井原裕 独協医科大学越谷病院こころの診療科教授(C)日刊ゲンダイ

 被災者の支援とは、この難しい感情を克服するところにあるともいえます。支援側が忘れてはならないことは、「この人たちが被災者だ」という自明の事実です。被災という出来事がなければ、こんなにもピリピリした状態になるわけがありません。この人たちは最初からこれほど気難しい人たちであったわけではなく、被災という不幸な出来事が、この人たちをこんなにも気難しい人柄に変えてしまったのです。

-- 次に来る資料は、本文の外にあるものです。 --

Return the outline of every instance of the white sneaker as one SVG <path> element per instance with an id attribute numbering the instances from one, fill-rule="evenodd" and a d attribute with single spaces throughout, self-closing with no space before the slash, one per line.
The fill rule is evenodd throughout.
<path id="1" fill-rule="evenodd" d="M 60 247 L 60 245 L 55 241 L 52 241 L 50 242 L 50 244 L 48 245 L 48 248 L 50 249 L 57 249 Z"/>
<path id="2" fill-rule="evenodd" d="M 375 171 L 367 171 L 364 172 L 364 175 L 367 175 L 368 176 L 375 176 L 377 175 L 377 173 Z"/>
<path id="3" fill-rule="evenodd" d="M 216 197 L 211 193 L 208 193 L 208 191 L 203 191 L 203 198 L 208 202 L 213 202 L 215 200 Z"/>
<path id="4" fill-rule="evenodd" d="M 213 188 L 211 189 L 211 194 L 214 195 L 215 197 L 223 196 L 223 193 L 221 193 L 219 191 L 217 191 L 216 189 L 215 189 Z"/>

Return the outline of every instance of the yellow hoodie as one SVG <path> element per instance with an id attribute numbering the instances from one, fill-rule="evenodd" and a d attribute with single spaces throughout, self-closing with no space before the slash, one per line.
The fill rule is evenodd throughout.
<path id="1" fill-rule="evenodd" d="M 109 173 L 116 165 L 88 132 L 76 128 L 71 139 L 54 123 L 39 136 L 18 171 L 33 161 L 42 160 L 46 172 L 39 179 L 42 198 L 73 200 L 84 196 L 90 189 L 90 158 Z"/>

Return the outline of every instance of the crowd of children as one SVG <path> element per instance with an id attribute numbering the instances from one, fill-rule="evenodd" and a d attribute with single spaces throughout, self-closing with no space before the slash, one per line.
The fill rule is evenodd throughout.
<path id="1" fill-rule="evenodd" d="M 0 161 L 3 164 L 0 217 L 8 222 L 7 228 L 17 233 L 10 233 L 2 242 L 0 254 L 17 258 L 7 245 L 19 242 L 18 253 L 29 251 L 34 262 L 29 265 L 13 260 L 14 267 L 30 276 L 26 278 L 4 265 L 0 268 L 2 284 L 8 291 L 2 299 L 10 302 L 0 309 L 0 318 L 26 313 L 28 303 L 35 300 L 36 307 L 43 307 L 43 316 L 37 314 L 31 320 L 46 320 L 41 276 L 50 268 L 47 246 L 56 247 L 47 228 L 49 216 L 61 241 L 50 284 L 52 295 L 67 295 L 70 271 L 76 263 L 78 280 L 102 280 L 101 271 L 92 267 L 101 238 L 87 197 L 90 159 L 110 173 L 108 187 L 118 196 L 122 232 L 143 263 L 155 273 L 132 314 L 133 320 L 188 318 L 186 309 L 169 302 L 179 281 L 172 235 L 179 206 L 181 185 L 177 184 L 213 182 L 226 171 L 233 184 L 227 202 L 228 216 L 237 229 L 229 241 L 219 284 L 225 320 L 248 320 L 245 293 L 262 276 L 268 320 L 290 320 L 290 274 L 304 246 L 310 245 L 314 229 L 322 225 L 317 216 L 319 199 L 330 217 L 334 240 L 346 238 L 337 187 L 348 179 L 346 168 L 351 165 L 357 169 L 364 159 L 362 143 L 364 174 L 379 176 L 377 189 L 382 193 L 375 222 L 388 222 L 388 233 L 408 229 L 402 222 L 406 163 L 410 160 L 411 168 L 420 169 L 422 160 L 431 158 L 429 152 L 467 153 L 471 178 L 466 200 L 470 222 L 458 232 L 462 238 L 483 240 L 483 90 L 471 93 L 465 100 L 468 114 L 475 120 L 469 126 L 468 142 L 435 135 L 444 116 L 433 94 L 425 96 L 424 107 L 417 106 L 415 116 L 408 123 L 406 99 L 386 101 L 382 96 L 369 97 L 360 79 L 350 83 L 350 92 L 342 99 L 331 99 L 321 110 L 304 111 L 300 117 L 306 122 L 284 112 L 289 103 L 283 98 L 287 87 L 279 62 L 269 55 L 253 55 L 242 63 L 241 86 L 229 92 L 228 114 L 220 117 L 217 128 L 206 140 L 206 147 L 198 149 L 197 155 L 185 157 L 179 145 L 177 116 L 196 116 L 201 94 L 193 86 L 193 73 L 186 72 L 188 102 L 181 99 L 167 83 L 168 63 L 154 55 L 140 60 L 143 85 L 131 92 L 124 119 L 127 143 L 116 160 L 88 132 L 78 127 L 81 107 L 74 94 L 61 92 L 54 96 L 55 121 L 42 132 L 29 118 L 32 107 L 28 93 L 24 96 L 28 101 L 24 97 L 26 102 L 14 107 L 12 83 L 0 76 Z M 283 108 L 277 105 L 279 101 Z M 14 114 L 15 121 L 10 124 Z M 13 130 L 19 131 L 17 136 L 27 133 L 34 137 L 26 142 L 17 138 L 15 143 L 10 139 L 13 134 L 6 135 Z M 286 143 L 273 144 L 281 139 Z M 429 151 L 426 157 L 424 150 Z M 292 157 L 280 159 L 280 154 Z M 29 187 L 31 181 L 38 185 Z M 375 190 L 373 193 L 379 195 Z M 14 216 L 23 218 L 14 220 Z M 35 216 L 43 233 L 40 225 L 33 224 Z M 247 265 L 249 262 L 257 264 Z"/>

 被災者は皆、生身の人間です。突然、こんな理不尽な目に遭って、平静でいられるわけがありません。こういう、よく考えれば当然の心理に思いをはせれば、被災者のトゲのある言葉もまた無理もないものであることがわかるでしょう。

 ここで問われるのは、何よりも支援側の寛容さと忍耐力です。怒りの矛先が突然、自分に向かってくることもあります。でも、どうか驚かないでください。この感情は、あくまでも一時的なもの。被災者のこころの底からの思いではないととらえてください。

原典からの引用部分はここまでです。